Protein is necessary to maintain good health and vital organ functions. Much information is available including (as an example) from wikipedia.
All words below in italic are quoted from the wikipedia source unless otherwise stated.
Protein is a nutrient needed by the human body for growth and maintenance.

The adequacy of the protein intake varies depending on the food source:
Meat, eggs and fish are sources of complete protein. Milk and milk-derived foods are also sources of complete protein. [...]
Whole grains and cereals are another source of proteins. However, these tend to be limiting in the amino acid lysine or threonine, which are available in other vegetarian sources and meats. [...]
Vegetarian sources of proteins include legumes, nuts, seeds and fruits.

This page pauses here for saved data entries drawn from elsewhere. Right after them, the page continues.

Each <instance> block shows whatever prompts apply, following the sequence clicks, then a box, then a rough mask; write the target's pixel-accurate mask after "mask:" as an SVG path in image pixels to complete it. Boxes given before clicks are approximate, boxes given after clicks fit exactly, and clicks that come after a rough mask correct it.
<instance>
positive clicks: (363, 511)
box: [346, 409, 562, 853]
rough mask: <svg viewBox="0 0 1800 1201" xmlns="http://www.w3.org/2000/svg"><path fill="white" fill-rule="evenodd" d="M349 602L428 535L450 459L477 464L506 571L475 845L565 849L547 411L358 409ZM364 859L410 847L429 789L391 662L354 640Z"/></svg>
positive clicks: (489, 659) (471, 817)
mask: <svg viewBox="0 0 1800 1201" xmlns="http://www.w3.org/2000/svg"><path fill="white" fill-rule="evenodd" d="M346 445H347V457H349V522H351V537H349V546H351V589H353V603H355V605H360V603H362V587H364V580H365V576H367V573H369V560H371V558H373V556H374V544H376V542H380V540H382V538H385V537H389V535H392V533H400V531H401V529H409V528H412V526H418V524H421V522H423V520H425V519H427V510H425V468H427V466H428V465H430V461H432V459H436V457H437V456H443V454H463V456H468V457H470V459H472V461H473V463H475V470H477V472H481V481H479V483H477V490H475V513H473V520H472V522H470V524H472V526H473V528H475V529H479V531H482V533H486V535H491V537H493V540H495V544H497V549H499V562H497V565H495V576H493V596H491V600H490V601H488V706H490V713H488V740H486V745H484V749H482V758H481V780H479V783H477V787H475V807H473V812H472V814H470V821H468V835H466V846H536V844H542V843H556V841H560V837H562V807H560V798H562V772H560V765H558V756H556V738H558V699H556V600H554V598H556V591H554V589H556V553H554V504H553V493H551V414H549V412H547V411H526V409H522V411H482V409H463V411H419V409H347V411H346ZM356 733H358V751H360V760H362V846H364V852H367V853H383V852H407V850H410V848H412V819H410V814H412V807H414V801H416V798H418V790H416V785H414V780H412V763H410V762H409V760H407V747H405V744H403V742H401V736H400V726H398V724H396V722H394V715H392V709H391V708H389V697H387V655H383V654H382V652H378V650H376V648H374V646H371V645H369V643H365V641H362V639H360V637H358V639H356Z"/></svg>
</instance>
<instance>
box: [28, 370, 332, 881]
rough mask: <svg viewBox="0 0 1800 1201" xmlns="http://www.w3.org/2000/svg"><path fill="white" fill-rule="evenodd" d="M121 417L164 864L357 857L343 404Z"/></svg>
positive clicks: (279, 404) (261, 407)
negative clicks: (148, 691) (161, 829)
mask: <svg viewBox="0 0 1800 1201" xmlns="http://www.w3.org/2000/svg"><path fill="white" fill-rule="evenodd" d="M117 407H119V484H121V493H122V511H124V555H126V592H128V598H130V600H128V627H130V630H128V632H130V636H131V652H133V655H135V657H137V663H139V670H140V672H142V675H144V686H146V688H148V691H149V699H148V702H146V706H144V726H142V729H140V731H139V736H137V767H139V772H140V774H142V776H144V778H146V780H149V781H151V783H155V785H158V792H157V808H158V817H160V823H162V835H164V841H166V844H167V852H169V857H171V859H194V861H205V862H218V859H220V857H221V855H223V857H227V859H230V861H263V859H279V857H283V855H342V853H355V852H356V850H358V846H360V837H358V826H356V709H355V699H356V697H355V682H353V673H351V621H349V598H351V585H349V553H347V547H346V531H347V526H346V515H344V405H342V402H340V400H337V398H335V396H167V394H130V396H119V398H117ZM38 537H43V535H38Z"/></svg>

Legumes [...] have higher concentrations of amino acids and are more complete sources of protein than whole grains and cereals.
A good source of protein is often a combination of various foods, because different foods are rich in different amino acids.

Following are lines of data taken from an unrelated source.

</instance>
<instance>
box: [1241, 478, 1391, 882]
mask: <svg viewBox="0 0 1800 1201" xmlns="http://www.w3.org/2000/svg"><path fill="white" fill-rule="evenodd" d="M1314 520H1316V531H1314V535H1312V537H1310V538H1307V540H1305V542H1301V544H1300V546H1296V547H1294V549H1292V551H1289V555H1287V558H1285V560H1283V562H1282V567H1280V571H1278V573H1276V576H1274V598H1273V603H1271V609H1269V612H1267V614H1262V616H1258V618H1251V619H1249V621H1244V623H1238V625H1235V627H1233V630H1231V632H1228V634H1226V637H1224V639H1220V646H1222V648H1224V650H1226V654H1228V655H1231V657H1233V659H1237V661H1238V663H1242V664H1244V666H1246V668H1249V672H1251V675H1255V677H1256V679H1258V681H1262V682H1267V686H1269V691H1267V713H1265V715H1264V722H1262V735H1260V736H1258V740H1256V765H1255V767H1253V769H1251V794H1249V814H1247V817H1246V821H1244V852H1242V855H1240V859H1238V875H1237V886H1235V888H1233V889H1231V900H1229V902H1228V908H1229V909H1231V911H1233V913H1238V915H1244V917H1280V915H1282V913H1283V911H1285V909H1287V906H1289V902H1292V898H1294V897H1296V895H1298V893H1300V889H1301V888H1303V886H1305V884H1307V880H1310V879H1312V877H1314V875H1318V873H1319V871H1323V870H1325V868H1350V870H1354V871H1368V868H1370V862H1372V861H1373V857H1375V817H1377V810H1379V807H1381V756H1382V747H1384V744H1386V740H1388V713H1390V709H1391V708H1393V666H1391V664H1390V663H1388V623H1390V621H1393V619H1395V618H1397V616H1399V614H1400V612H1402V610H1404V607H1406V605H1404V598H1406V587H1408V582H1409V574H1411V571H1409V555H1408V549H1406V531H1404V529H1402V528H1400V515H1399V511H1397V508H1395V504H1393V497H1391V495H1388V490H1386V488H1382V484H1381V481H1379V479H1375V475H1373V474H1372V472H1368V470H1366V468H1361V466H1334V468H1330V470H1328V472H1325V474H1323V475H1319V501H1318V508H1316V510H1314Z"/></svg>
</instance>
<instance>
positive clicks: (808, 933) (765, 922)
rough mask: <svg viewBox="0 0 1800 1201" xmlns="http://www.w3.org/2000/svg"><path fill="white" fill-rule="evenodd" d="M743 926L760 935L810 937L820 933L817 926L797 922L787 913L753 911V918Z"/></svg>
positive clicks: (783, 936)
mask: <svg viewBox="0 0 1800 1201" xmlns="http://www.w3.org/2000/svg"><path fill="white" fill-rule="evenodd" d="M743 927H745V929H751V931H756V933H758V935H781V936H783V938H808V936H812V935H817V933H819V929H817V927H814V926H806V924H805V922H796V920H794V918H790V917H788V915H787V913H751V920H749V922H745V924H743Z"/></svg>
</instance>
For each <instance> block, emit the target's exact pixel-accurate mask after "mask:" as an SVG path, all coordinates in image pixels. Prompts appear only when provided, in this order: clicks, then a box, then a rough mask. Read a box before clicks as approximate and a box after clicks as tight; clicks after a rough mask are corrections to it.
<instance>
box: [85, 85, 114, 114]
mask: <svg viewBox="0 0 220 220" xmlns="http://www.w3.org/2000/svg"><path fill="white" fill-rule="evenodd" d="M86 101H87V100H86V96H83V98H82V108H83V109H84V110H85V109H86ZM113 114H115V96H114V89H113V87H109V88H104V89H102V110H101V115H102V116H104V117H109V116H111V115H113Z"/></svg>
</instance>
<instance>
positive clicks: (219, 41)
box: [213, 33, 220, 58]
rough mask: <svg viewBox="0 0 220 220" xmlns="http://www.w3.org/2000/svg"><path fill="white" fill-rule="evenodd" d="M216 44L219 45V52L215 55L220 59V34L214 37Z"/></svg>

What is a reasonable daily intake of protein?

According to US & Canadian Dietary Reference Intake guidelines, women aged 19–70 need to consume 46 grams of protein per day, while men aged 19–70 need to consume 56 grams of protein per day to avoid a deficiency. The generally accepted daily protein dietary allowance, measured as intake per kilogram of body weight, is 0.8 g/kg. However, this recommendation is based on structural requirements, but disregards use of protein for energy metabolism. This requirement is for a normal sedentary person. Several studies have concluded that active people and athletes may require elevated protein intake (compared to 0.8 g/kg) due to increase in muscle mass and sweat losses, as well as need for body repair and energy source. Suggested amounts vary between 1.6 g/kg and 1.8 g/kg, while a proposed maximum daily protein intake would be approximately 25% of energy requirements i.e. approximately 2 to 2.5 g/kg. However, many questions still remain to be resolved.

In our experience...

Based on our 50+ years old bones living on the land where there is no strenuous activity on a daily basis.
Each day we keep the body moving whether to handle livestock, or work on the vegetable garden or maintenance of the infrastructure.
Additional physical activities: Four times per week at least a brisk 30mns walk and once a week a 70 to 100 kms slow bicycle ride.

What works for us is: 1g of protein per kilogram of our body weight. So if I weigh 50kg, I need 50g of protein each day.
Each food brings a different quantity of protein. This may be displayed on the pack or you may need to refer to other sources (example: [WFIT])
Example: On a tin of tuna chunks in springwater protein per 100g is listed as: 25.8g
So if that was the only food I was eating on a given day, I would need roughly 200g of this drained tuna to satisfy my daily requirement.

Obviously we do not get fanatical about it. But early on when we changed our diet, we realised how low our protein intake was.
This seems to work for us.
Try and find out what works for you given your weight, activity level, and the type of protein you eat.